Key Highlights
- Bitcoin plummeted 17.3% while Ethereum crashed 22% during the week — marking the largest weekly declines since FTX’s implosion in November 2022
- Cryptocurrency markets saw approximately $390 billion evaporate, leaving total market capitalization barely above $2 trillion
- Liquidations totaled nearly $7 billion in leveraged positions, with $5.7 billion coming from bullish traders
- Strategy broke its multi-year accumulation streak by selling bitcoin, shaking market confidence as ETF redemptions accelerated
- Social sentiment reached peak pessimism levels not seen in months, even as institutional blockchain adoption quietly expanded
Digital currency markets experienced a devastating week that rivals the worst periods in recent history. Bitcoin collapsed 17.3% while Ethereum plunged 22%, representing their most severe weekly retreats since the November 2022 FTX debacle.
The aggregate cryptocurrency market capitalization shed approximately $390 billion in value. This dramatic decline pushed the total market valuation to barely $2 trillion, a sharp contraction from the nearly $4.2 trillion peak recorded in October, based on TradingView analytics.
Traders using leverage faced catastrophic losses. Approximately $7 billion worth of positions were forcibly closed throughout the crypto ecosystem during this turbulent period, per CoinGlass data. The overwhelming majority — roughly $5.7 billion — consisted of long positions, representing traders who had wagered on price appreciation.

Factors Behind the Market Collapse
Multiple catalysts converged simultaneously. Strategy, the corporation holding the largest bitcoin position, revealed it had divested 32 BTC valued at approximately $2.5 million. This represented the firm’s inaugural bitcoin sale in almost four years.
While the quantity was modest, the transaction rattled investors who had viewed Strategy as a dependable source of bitcoin demand. Concerns also emerged about whether the corporation might liquidate additional holdings to satisfy obligations related to its preferred equity arrangements.
Bitcoin ETFs continued experiencing redemptions. According to K33 Research head Vetle Lunde, portions of these outflows represented capital rotation away from cryptocurrencies toward artificial intelligence investments.
As AI-focused equities reached all-time highs and speculation mounted around potential public offerings from entities like OpenAI, Anthropic, and SpaceX, the opportunity cost of maintaining bitcoin exposure became increasingly difficult to rationalize for certain investors.
Zcash experienced a catastrophic 40%+ decline after security researchers leveraged artificial intelligence to identify a severe vulnerability in its privacy architecture.
Employment Data Intensified Selling Pressure
Friday’s surprisingly robust U.S. jobs report amplified the downturn. Financial markets that had anticipated interest rate reductions now face the possibility that the Federal Reserve might actually increase rates.
U.S. Treasury yields jumped sharply. The Nasdaq 100 recorded its most devastating single-day performance since the tariff-induced market selloff in April 2025.
By Saturday, valuations had achieved modest stabilization, though both bitcoin and Ethereum remained near their weekly nadirs — BTC hovering just above $60,000 while ETH traded around $1,550.
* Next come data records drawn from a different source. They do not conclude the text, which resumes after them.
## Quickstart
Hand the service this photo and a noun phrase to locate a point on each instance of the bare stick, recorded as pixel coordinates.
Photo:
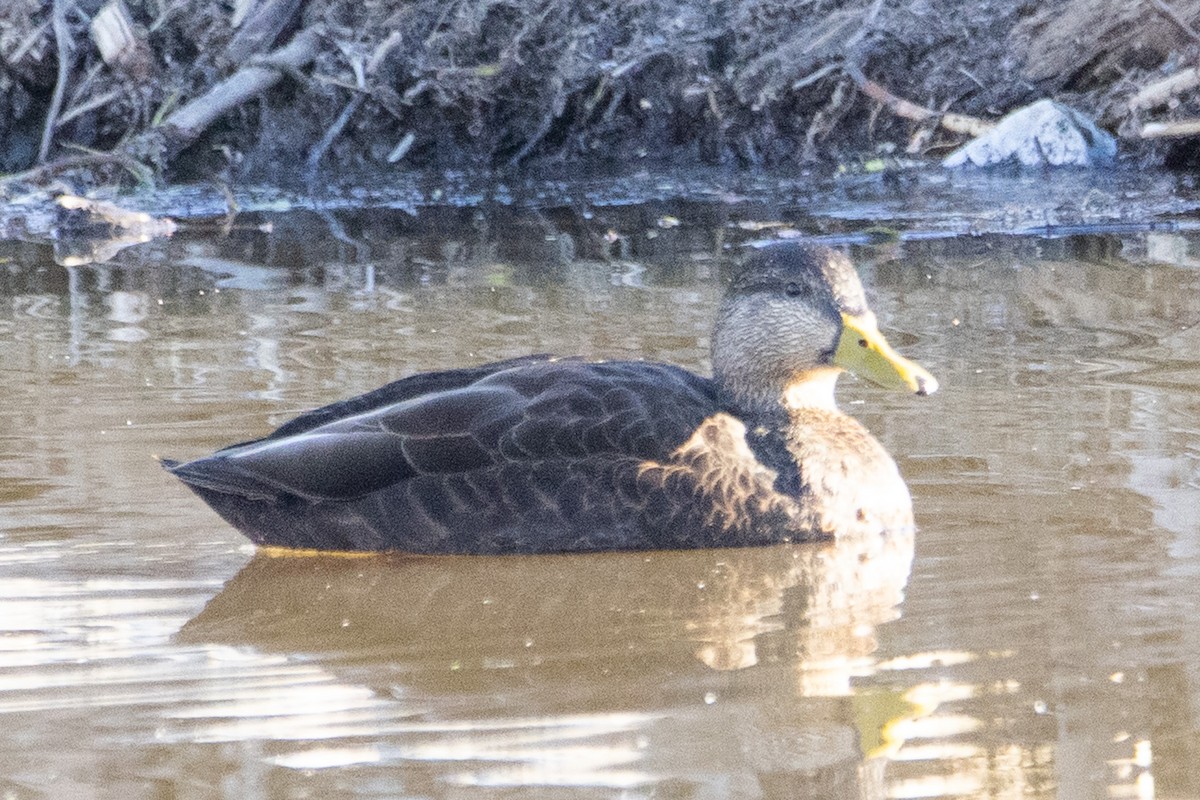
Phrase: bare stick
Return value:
(334, 131)
(1174, 16)
(910, 110)
(1161, 91)
(1167, 130)
(186, 124)
(45, 170)
(63, 41)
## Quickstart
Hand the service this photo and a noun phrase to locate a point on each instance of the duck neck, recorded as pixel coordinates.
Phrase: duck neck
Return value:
(774, 403)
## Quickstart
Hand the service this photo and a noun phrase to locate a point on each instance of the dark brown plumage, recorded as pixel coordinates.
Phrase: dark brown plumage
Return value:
(541, 453)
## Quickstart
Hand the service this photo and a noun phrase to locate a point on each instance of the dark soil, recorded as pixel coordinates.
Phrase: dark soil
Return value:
(394, 85)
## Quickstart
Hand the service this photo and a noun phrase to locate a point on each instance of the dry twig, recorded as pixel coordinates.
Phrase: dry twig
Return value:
(910, 110)
(1161, 91)
(63, 42)
(186, 124)
(1170, 130)
(1174, 16)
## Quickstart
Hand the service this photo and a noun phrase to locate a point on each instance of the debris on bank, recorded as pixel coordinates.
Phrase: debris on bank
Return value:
(120, 91)
(1045, 133)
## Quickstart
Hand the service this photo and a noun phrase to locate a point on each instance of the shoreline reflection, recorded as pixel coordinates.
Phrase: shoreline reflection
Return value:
(682, 669)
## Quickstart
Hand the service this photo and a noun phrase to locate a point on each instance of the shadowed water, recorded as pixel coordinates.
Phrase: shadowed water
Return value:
(1038, 638)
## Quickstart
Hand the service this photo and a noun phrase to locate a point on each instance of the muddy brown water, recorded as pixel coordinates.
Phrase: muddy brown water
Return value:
(1038, 638)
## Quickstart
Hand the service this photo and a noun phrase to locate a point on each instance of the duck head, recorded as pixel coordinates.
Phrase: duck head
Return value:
(796, 317)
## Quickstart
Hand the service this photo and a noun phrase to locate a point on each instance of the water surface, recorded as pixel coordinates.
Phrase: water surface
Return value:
(1038, 638)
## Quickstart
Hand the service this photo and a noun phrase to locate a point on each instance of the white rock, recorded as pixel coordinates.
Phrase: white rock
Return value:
(1044, 132)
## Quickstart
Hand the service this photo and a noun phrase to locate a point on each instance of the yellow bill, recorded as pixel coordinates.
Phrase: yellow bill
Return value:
(863, 350)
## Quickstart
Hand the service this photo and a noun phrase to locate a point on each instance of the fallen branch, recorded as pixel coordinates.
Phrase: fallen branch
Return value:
(186, 125)
(1168, 130)
(1161, 91)
(910, 110)
(1174, 16)
(42, 172)
(63, 42)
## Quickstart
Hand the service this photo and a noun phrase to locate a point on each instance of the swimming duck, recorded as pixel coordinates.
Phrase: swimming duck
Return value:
(545, 453)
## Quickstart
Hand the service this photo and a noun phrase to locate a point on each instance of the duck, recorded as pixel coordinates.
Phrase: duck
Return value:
(545, 453)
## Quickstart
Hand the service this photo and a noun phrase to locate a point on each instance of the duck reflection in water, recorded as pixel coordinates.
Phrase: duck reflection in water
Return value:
(541, 455)
(694, 673)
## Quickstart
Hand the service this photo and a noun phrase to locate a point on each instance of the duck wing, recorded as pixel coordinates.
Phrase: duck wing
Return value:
(533, 411)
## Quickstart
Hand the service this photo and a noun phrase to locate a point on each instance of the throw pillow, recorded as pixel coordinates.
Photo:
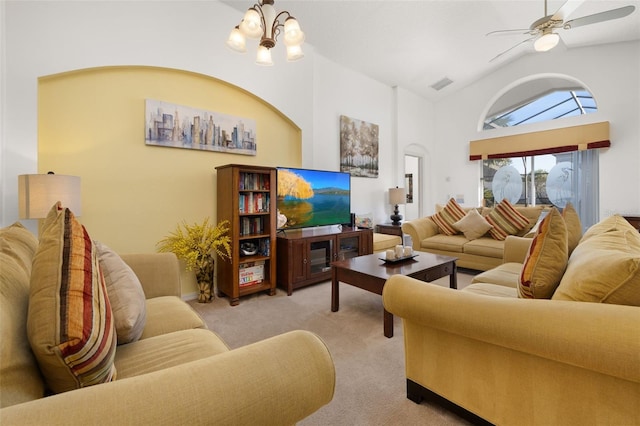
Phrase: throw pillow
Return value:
(546, 260)
(450, 214)
(506, 220)
(125, 293)
(574, 226)
(70, 323)
(473, 225)
(20, 378)
(605, 268)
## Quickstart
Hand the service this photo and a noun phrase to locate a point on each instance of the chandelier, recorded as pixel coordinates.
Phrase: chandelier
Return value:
(261, 21)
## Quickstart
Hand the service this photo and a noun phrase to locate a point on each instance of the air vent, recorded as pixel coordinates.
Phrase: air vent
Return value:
(441, 84)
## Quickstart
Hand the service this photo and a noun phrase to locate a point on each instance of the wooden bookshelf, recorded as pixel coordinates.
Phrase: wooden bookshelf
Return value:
(246, 197)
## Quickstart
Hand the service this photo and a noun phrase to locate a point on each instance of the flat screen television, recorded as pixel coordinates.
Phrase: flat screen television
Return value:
(308, 198)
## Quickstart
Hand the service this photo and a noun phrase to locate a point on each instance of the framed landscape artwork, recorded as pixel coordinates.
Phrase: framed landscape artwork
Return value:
(358, 147)
(179, 126)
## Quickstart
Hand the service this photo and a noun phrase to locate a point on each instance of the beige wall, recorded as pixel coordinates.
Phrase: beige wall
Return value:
(91, 124)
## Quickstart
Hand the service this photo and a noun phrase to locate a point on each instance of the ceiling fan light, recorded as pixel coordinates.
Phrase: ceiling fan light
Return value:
(264, 56)
(237, 41)
(547, 42)
(294, 53)
(251, 25)
(292, 33)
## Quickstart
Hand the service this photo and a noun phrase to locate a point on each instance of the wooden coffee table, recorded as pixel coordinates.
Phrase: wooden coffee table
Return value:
(371, 273)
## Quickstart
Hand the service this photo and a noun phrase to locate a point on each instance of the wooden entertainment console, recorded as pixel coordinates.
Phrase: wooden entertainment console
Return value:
(304, 256)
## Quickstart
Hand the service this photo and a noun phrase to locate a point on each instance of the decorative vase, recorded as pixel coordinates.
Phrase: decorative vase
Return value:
(204, 277)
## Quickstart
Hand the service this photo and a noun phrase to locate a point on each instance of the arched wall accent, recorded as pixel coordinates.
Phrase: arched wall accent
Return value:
(91, 124)
(519, 82)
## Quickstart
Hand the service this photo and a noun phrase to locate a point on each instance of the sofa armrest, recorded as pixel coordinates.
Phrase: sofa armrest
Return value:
(159, 273)
(419, 229)
(277, 381)
(562, 331)
(516, 249)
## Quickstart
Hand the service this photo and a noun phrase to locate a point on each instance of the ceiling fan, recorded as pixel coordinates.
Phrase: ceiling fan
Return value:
(542, 30)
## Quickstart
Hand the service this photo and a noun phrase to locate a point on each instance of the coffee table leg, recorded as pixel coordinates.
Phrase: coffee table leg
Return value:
(453, 278)
(388, 324)
(335, 292)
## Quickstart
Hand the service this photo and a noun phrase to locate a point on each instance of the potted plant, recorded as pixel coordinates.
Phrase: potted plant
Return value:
(196, 244)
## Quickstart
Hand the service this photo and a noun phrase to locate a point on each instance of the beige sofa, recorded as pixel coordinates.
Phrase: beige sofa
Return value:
(178, 372)
(480, 254)
(509, 360)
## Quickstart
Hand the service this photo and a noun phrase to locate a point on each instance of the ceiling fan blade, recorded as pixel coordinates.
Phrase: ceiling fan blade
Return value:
(566, 10)
(509, 32)
(599, 17)
(511, 48)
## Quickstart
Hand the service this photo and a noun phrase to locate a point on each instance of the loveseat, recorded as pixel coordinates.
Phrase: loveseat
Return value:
(572, 358)
(479, 251)
(176, 372)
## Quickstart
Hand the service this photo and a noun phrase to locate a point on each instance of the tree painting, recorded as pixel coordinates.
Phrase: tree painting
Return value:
(358, 147)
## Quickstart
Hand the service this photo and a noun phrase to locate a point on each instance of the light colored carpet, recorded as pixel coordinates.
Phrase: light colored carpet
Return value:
(370, 380)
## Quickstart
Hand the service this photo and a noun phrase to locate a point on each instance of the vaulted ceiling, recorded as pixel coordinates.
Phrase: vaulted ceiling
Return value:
(415, 44)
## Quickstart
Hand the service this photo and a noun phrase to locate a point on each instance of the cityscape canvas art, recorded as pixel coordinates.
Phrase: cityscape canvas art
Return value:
(180, 126)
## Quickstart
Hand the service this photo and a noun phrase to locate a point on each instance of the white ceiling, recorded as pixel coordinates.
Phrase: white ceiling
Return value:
(416, 43)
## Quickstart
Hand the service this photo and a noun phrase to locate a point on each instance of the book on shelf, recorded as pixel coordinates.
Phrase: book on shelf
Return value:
(254, 202)
(251, 273)
(254, 182)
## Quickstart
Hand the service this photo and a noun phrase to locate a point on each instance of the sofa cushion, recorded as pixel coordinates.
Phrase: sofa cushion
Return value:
(166, 314)
(487, 247)
(574, 226)
(452, 243)
(125, 295)
(506, 220)
(19, 374)
(546, 260)
(166, 350)
(507, 275)
(611, 223)
(604, 268)
(487, 289)
(472, 225)
(70, 323)
(450, 214)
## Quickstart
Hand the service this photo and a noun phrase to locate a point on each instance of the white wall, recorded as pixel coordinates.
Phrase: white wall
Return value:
(610, 72)
(43, 37)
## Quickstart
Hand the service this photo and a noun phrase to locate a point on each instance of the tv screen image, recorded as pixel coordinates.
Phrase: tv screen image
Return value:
(309, 198)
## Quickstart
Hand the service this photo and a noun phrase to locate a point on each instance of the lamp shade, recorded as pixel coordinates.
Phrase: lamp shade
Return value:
(38, 193)
(397, 196)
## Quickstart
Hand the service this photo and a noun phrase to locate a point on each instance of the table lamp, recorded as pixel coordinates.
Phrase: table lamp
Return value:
(396, 196)
(38, 193)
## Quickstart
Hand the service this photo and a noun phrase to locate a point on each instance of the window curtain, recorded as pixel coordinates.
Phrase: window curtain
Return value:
(567, 139)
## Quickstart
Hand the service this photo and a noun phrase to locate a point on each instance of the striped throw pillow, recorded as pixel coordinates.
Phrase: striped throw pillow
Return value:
(70, 324)
(450, 214)
(546, 260)
(506, 220)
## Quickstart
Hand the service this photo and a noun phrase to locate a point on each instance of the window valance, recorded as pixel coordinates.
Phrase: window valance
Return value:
(566, 139)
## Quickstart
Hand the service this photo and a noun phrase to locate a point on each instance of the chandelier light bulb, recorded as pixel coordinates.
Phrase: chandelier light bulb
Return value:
(237, 41)
(548, 41)
(251, 25)
(264, 56)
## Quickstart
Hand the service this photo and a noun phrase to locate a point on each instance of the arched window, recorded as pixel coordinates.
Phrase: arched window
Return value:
(533, 168)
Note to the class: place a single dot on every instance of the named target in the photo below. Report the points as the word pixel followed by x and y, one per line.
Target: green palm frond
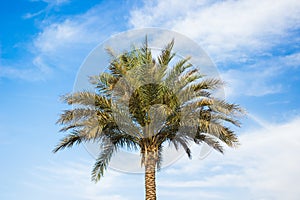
pixel 69 141
pixel 119 113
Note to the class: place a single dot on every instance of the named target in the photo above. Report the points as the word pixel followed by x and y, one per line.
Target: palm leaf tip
pixel 68 141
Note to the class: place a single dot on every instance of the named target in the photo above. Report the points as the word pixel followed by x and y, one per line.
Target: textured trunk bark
pixel 150 169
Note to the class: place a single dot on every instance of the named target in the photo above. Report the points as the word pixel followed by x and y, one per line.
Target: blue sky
pixel 254 43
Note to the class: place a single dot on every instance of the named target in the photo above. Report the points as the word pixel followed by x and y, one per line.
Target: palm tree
pixel 119 113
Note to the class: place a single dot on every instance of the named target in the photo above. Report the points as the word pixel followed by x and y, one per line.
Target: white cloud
pixel 63 44
pixel 265 166
pixel 71 180
pixel 228 30
pixel 259 79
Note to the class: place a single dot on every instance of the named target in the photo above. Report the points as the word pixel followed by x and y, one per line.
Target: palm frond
pixel 68 141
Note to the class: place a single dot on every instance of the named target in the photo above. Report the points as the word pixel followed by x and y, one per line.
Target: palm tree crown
pixel 143 103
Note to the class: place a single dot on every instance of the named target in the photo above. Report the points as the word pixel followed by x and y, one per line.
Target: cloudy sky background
pixel 255 45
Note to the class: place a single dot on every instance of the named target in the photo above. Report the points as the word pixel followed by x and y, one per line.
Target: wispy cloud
pixel 63 44
pixel 261 78
pixel 265 166
pixel 72 180
pixel 50 5
pixel 228 30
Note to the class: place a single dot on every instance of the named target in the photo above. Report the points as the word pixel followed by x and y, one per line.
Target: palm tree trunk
pixel 150 168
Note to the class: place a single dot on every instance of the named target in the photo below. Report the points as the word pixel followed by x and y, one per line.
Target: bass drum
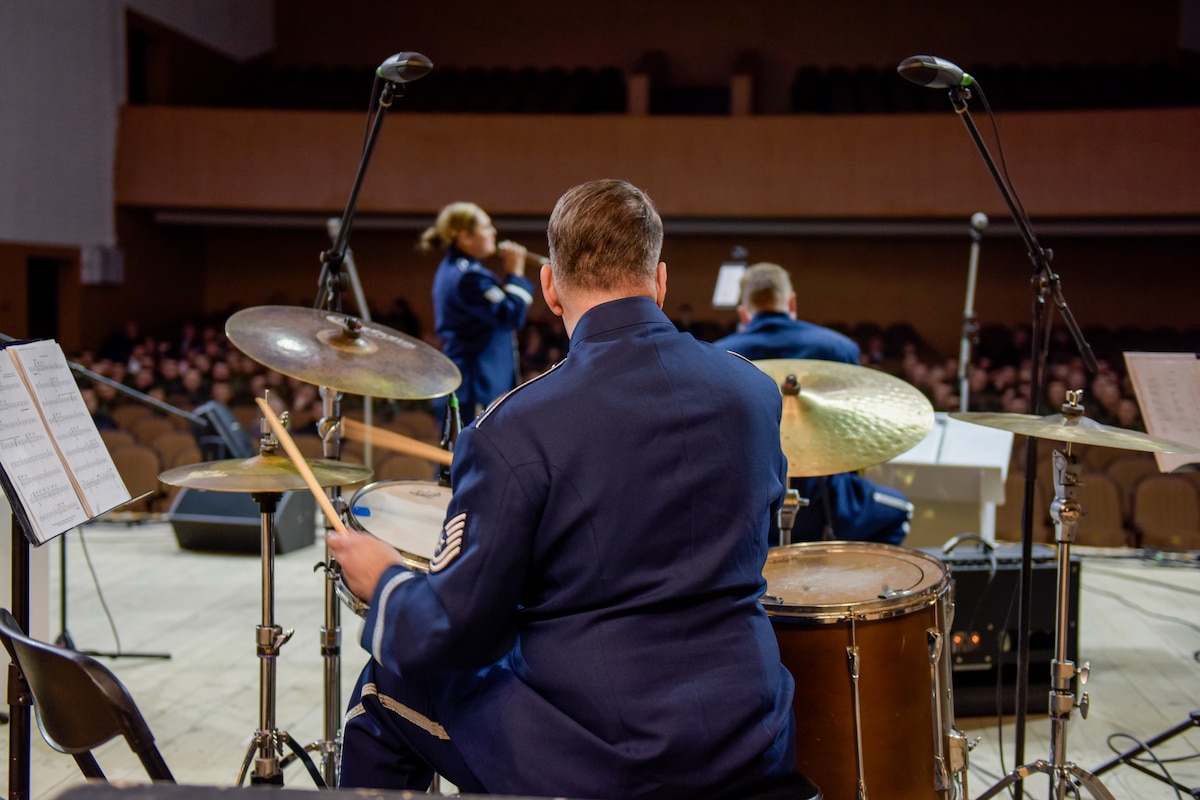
pixel 863 629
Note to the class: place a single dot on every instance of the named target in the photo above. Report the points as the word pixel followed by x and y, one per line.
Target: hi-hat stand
pixel 1066 510
pixel 939 73
pixel 267 744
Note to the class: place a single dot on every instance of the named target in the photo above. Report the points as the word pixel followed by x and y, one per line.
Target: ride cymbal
pixel 1078 429
pixel 840 417
pixel 263 474
pixel 342 352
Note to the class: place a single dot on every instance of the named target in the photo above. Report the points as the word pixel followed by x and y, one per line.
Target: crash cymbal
pixel 263 474
pixel 1078 429
pixel 330 349
pixel 845 417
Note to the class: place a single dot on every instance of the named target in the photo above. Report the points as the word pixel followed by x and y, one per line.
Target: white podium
pixel 954 477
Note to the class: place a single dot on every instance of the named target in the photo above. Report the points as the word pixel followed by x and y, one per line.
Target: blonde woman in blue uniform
pixel 591 625
pixel 477 313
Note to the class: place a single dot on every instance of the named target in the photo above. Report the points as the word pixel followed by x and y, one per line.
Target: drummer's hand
pixel 364 558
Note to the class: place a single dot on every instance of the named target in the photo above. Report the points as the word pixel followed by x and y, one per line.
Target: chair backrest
pixel 1127 471
pixel 139 468
pixel 1167 512
pixel 148 428
pixel 168 444
pixel 1103 523
pixel 126 414
pixel 79 703
pixel 117 438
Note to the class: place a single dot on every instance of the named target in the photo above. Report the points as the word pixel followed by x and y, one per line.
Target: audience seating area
pixel 1127 501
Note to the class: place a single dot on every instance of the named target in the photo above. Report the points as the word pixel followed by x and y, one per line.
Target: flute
pixel 531 258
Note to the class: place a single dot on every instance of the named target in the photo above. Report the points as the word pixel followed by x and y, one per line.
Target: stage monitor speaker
pixel 985 626
pixel 232 522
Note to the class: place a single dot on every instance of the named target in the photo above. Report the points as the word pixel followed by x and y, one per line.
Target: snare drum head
pixel 407 515
pixel 831 579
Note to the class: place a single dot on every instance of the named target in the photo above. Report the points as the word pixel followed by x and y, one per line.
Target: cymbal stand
pixel 330 431
pixel 269 638
pixel 1066 511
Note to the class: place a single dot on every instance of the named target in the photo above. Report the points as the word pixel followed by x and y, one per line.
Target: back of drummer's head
pixel 605 235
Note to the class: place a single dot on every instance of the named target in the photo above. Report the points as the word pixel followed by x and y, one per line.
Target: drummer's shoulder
pixel 508 397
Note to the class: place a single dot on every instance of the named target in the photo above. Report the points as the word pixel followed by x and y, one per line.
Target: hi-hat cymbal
pixel 331 349
pixel 1078 429
pixel 845 417
pixel 263 474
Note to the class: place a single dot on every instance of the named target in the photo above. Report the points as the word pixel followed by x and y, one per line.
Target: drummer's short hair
pixel 605 234
pixel 766 287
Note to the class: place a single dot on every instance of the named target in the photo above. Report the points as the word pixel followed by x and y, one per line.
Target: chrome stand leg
pixel 1065 777
pixel 264 750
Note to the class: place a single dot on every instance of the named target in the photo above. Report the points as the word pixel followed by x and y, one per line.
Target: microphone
pixel 934 72
pixel 405 67
pixel 531 258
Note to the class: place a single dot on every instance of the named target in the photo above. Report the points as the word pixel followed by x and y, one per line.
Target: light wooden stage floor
pixel 1139 629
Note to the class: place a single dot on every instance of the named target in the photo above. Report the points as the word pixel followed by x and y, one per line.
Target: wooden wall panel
pixel 1063 164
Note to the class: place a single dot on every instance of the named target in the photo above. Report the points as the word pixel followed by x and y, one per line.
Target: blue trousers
pixel 391 739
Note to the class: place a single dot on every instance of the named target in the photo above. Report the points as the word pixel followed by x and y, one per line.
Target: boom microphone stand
pixel 939 73
pixel 395 72
pixel 970 326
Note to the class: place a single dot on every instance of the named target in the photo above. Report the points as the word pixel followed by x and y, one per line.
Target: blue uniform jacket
pixel 775 335
pixel 593 611
pixel 475 317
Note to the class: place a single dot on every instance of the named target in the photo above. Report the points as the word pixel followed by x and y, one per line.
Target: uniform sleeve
pixel 462 612
pixel 503 305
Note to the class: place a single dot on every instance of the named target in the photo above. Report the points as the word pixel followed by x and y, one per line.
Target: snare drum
pixel 863 630
pixel 407 515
Public Sentiment Versus Institutional Momentum
Cryptocurrency social media sentiment descended to its most bearish reading since mid-February, according to Santiment analytics. Terms such as “dead,” “finished,” and “over” appeared alongside bitcoin and cryptocurrency discussions with unprecedented frequency in recent months.
Historically, such widespread capitulation has coincided with market inflection points. A comparable sentiment spike in February preceded substantial market recovery.
Yet beneath the social media panic, institutional blockchain activity persisted uninterrupted. Tokenized real-world assets surpassed $20 billion in cumulative on-chain value during this same tumultuous week. JPMorgan executed live Treasury transaction settlements on blockchain infrastructure, while exchange platform Bullish finalized a $4.2 billion acquisition.
Whether this week’s carnage represents a market floor or merely another phase in an extended downturn remains ambiguous. Interest rate increase concerns, AI investment competition, and macroeconomic uncertainty continue casting shadows over the crypto landscape.